= Radnor Township, Quebec =

Radnor Township is located in the administrative region of Mauricie, in the province of Quebec, in Canada. Today, the administration of this territory is under the city of Shawinigan and Mekinac Regional County Municipality (RCM). Rectangular, the Canton is about 5 km wide and 38 km deep, oriented northwest to southeast. The central part of the township is in La Mauricie National Park, on the west bank of the Saint-Maurice River which cuts diagonally this township. The southeastern part of the township includes the municipalities of Saint-Jean-des-Piles, Grandes-Piles, Saint-Roch-de-Mékinac, sector Lac-à-la-Tortue (grouped since 2001 in the city of Shawinigan) and Garneau railway junction (located northeast of Grand-Mère).

The northwestern part of the township has a relatively rugged terrain, while the land south-east (east of the Saint-Maurice River) is a rather flat plateau and has some marshy areas.

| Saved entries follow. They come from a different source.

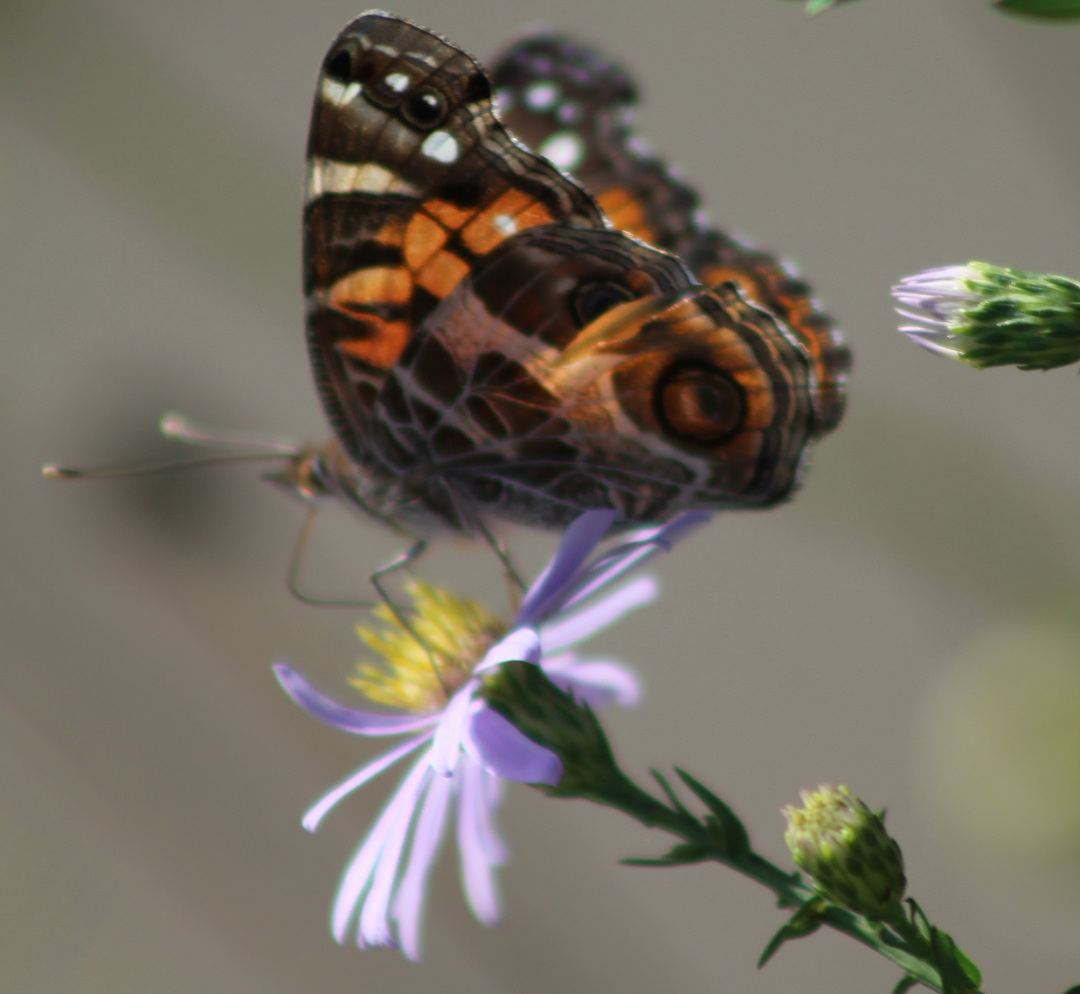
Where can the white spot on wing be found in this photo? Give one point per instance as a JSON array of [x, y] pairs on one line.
[[332, 176], [441, 146], [565, 149], [339, 94], [541, 96]]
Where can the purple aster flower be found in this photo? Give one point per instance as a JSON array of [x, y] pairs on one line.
[[467, 750]]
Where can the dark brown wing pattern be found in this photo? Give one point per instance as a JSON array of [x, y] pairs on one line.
[[590, 370], [410, 180], [567, 101], [485, 343]]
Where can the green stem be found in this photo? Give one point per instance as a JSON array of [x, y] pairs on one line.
[[905, 948]]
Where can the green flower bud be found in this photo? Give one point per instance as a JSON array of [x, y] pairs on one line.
[[989, 316], [844, 847]]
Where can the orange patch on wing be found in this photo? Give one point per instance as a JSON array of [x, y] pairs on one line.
[[747, 284], [379, 284], [447, 214], [507, 215], [442, 272], [625, 213], [382, 347], [422, 240]]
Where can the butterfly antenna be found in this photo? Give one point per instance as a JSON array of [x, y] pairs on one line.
[[181, 429]]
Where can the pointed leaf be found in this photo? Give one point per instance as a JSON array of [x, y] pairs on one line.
[[959, 975], [732, 833], [1054, 10], [906, 982], [672, 796], [805, 921]]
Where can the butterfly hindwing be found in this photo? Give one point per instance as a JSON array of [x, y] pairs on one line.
[[593, 371], [486, 343]]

The inventory of 1814 of the assets of the Company Forges de Batiscan, refers to the Township of Radnor, which was proclaimed as a Canton on February 3, 1855, by the Government of Quebec. This territorial designation continued to be used by the owners of Radnor Forges, who operated a foundry from 1854 to 1911, in the industrial town of Fermont. Now abandoned and located north of Saint-Maurice, this village became a locality named "Radnor des Forges". The name is inspired by the forests and mountainous landscape of Radnorshire, located in the centre of Wales in the United Kingdom.

The name "Radnor Township" was officially registered on December 5, 1968, at the Bank of place names of Quebec, of the Commission de toponymie du Québec.

The "First row Radnor" (Premier rang de Radnor) is located at the northwest end of Saint-Naricsse, on the edge of the Lac-à-la-Tortue area and comprises 17 lots.